Scientists were studying viruses that infect and kill bacteria, called bacteriophages or phages as a therapeutic for bacterial infections over a hundred years ago. Antibiotics came along, however, and we no longer needed these viruses. Now that antibiotics are becoming less effective, researchers want to know more about phages, and how they can be used to treat bacterial infections that are antibiotic-resistant. Scientists have now identified an immune mechanism that shields bacteria from phages, and works by initiating a self-destruct mode in bacteria, thereby preventing the infection from spreading to other cells. The findings, which have implications for the use of phages as a treatment, have been reported in Molecular Cell.
"Abortive infection is an old concept, but it's still controversial -- a bacterial cell essentially takes one for the team, killing itself rather than being used to produce more phages," said the senior study author Kevin Corbett, Ph.D., associate professor of cellular and molecular medicine at the University of California San Diego School of Medicine.
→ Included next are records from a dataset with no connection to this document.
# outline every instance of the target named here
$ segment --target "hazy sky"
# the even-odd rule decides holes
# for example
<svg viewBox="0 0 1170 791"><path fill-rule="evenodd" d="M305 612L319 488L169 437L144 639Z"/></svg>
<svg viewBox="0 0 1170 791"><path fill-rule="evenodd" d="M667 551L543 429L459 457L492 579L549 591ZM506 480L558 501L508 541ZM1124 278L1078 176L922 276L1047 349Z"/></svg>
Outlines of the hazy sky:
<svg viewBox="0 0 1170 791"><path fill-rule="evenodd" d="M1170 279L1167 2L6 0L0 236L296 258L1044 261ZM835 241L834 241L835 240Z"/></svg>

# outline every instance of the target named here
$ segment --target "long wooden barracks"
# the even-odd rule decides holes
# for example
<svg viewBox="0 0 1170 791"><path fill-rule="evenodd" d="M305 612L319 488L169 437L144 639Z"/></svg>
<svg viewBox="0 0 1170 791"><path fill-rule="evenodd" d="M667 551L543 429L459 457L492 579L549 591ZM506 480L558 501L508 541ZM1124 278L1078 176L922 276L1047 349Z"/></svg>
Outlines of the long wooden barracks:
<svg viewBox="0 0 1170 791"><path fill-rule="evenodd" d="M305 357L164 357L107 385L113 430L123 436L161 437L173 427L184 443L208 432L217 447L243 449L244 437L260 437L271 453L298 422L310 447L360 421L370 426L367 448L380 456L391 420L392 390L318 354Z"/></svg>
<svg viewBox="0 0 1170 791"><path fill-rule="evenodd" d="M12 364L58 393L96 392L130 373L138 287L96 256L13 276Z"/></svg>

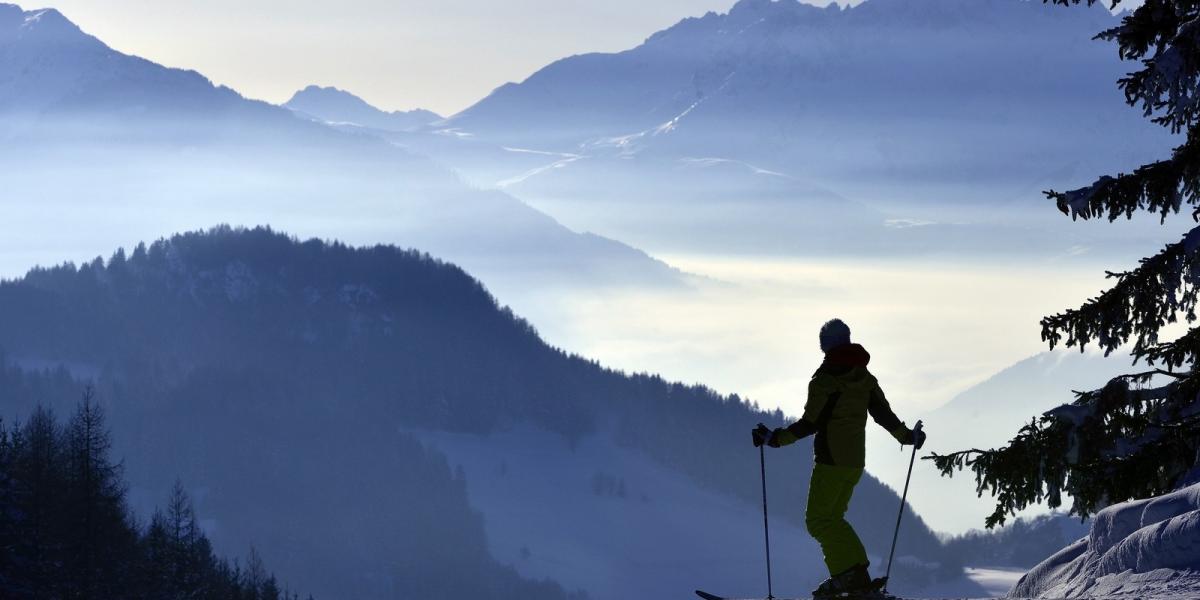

"It's been debated whether or not it's logical, from an evolutionary standpoint, for single-celled organisms to do this. But if we think of bacteria as a cooperative community, a biofilm, rather than as individual cells, it makes sense."
Corbett's lab used to study a cell division process called meiosis. A protein family called HORMA became a focus of their research, and in 2015, bioinformatics data from the National Institutes of Health suggested that bacteria make these proteins.
"I'm a basic scientist, and I'm particularly interested in evolutionary connections between proteins and pathways that you would never expect to be related," said Corbett. "So I wondered, what could these proteins be doing in bacteria?"
This newly identified bacterial immune system, called CBASS, can be found in about ten percent of bacteria out of the roughly 75,000 with genomes that have been sequenced, said Corbett. His team engineered a lab strain of phage-sensitive Escherichia coli to carry CBASS. "We were thrilled to find that CBASS provided nearly absolute immunity to phages," Corbett noted.
The researchers also learned more about the molecular characteristics of the proteins that function in CBASS; the HORMA proteins sense infection and trigger another protein to send a message. This message activates an enzyme that destroys the bacterial genome, which kills the cell and stops the phage from reproducing.
This work may help scientists create phage therapies that are impervious to CBASS, and more effective at stopping bacterial infections. The video above tells the story of a man that was saved by phages from a drug-resistant infection.
"On the other hand, if we can find a way to activate this system with a drug, we might be able to get CBASS-containing bacteria to kill themselves," he said. "Doing something like that really requires that we have a clear understanding of the detailed mechanisms at play.
"We've studied just one of more than 6,000 distinct CBASS systems, each of which encodes a different set of infection sensors, signaling proteins and effector proteins like the nuclease in our system. Understanding how these different sets of parts work together, and how bacteria have mixed and matched them as they've evolved, will give us a more complete picture of how it all works, and how we might best intervene."